Sobre o que é este capítulo?

Este capítulo ensina que a verdadeira sabedoria vem da quietude e do vazio interior. Ao observar o ciclo natural de todas as coisas — surgir, florescer e retornar à raiz — compreendemos a constância do Tao. Quem conhece essa constância age com calma e discernimento, evitando ações precipitadas. A quietude não é passividade, mas a base para a clareza e a harmonia com o fluxo da vida.

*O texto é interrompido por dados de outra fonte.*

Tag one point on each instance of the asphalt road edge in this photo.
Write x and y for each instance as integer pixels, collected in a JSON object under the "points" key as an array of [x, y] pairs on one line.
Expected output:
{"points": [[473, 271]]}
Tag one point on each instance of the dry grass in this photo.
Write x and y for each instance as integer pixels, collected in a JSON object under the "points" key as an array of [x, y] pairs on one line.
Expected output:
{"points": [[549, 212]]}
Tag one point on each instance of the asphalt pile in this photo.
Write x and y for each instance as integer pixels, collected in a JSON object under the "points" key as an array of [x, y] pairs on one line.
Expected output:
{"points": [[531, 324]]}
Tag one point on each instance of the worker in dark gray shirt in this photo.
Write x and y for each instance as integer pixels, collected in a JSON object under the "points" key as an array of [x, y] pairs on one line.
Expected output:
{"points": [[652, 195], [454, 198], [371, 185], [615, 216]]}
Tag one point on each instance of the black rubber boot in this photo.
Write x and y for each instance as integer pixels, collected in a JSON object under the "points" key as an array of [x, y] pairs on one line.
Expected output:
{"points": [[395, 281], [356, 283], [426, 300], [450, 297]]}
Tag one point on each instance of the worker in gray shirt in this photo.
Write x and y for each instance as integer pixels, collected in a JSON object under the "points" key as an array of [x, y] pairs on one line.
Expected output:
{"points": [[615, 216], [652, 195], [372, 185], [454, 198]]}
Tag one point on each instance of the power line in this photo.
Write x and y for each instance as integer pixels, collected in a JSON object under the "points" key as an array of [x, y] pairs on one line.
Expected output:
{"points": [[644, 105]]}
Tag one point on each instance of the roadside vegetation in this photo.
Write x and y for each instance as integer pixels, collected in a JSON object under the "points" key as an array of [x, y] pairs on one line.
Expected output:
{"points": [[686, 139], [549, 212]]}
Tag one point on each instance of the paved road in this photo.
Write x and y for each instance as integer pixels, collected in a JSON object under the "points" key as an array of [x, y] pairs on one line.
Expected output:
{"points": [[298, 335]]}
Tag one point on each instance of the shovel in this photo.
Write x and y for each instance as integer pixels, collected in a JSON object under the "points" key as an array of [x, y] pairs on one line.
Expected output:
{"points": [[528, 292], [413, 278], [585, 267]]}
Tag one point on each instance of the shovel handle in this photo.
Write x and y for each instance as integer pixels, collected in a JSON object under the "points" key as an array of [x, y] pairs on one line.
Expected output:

O que isso tem a ver comigo?

Na correria do dia a dia, muitas vezes me deixo levar pelo barulho externo e pelas emoções. Este capítulo me lembra que a paz interior não é um luxo, mas uma necessidade para enxergar a vida com clareza. Quando busco o silêncio e a simplicidade, encontro respostas que estavam escondidas no meio do caos. É um convite para confiar no ciclo natural das coisas, mesmo quando tudo parece incerto.

O que devo fazer hoje?

Hoje, reservo cinco minutos para sentar em silêncio, fechar os olhos e apenas observar minha respiração. Sem julgamento, sem pressa. Deixo os pensamentos virem e irem, como nuvens no céu, e me concentro no vazio entre eles. Esse pequeno ato me conecta com a quietude essencial.